UEFA head Platini checks Ukraine`s Euro 2012 preparations
UEFA head Michel Platini was in Kiev
Poland and Ukraine were named hosts for the presige event in April 2007. Since then bureaucratic squabbles and government inaction have stymied Ukrainian efforts actually to begin preparations.
Platini was scheduled to meet with Ukrainian President Viktor Yushchenko and Prime Minister Yulia Tymoshenko on Thursday afternoon, in the first of two days of talks with leaders of the former Soviet republic.
The blue-ribbon UEFA delegation headed by Platini and including General Secretary David Taylor, Vice President Senes Erik, and others arrived from Warsaw, after Wednesday discussions with Polish Prime Minister Donald Tusk.
The UEFA inspection group`s mission is to check personally how well or poorly Poland and Ukraine are getting ready to host Euro 2012, and to determine problem areas needing attention, Platini told reporters before departing on the tour.
Platini`s delegation is scheduled to publish a formal report its findings to the UEFA during meetings in Bordeaux France, on September 25 and 26.
Ukrainian media has widely reported UEFA leadership is considering reducing the number of games held in Ukraine, or sacking Ukraine entirely as a host, because of Kiev`s overall inability to get ready for the tournament so far.
UEFA officials are considering Germany, Spain, and Italy as alternates to Ukraine according to the news reports. Platini at the outset of his trip denied the allegations, saying the UEFA "was only thinking (of holding Euro 2012) in Poland and Ukraine."
Yury Pavlenko, Ukraine`s Minister of Sport and one of the coutnry`s top officials for Euro2012 preparations, told Sehodnia newspaper "We (Ukraine) have no fear, we are preparing our presentation (for Platini).

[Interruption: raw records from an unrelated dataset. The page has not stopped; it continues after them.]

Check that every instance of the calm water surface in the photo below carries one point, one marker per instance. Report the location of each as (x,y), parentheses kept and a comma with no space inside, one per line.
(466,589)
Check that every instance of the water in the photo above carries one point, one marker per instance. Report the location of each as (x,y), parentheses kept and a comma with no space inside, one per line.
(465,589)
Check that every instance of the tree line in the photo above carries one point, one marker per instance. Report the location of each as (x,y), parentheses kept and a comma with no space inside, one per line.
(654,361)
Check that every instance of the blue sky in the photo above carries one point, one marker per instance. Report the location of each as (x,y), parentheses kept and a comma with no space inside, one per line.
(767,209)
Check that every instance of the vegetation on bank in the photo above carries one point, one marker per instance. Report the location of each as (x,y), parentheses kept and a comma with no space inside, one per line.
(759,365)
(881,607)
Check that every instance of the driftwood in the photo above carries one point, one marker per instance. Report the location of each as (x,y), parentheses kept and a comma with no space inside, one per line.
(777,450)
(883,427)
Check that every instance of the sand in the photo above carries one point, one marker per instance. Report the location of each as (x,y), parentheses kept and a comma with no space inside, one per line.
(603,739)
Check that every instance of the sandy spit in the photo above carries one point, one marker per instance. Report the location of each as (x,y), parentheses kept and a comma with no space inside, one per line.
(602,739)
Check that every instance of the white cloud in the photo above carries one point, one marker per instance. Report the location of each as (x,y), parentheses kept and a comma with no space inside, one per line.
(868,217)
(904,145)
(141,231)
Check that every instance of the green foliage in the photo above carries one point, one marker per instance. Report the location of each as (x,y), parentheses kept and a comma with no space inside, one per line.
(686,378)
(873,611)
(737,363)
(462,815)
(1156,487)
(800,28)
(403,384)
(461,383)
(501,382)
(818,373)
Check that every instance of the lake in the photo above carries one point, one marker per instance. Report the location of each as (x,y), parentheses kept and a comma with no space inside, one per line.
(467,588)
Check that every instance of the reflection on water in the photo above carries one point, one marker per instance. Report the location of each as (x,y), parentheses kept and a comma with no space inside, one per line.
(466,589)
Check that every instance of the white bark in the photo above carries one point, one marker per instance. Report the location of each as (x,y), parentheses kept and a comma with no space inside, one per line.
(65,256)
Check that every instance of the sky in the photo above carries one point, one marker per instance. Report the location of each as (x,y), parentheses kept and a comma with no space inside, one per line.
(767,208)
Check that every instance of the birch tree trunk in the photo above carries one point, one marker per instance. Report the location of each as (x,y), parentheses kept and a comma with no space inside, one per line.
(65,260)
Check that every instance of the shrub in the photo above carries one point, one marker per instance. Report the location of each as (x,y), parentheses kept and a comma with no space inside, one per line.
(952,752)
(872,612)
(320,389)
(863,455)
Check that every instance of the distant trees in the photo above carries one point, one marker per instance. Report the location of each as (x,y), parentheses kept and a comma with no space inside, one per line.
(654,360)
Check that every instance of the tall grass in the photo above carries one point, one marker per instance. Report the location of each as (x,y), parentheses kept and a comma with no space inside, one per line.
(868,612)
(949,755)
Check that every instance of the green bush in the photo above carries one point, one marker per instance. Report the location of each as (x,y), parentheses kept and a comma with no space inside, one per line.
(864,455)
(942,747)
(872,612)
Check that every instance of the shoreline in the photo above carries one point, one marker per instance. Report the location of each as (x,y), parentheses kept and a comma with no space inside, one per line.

We will place an accent on those areas that, according to the UEFA, have a high level of risk."
Pavlenko predicted the UEFA delegation would be satisfied by his government explainations, saying "For all questions (the UEFA has) we have solid answers."
The group of tasks Ukraine must complete, in order to host Euro 2012, is daunting and expensive.
Topping the list is the country`s premier game venue, Olympic Stadium in Kiev, whose overhaul has been stalled more than a year due to a land ownership legal battle between two powerful commercial clans in the capital.
Construction crews most recently returned to the stadium on Wednesday, one day before Platini`s arrival.
A Kiev court order stemming from lawsuits between the two commercial clans had frozen work on the 90,000-seat venue since March.
Ukraine will require investment totaling more than 20 billion dollars to host the championship, of which 3.4 billion are needed in 2008 alone, according to details of the government plan leaked to the Interfax news agency.
Ukraine`s government is planning to support the Euro 2012 preparations programme with only a fraction of the total cash needed, with the government budget slated to provide some 4.5 billion dollars, according to the report.
The remainder Ukraine by the terms of the Euro 2012 plan hopes to receive in private and mostly foreign investment - a plan questioned by critics noting Ukraine has one of the lowest levels of foreign investment of any European nation.
Platini is scheduled to travel to Kazakhstan and then Azerbaijan after visiting Ukraine.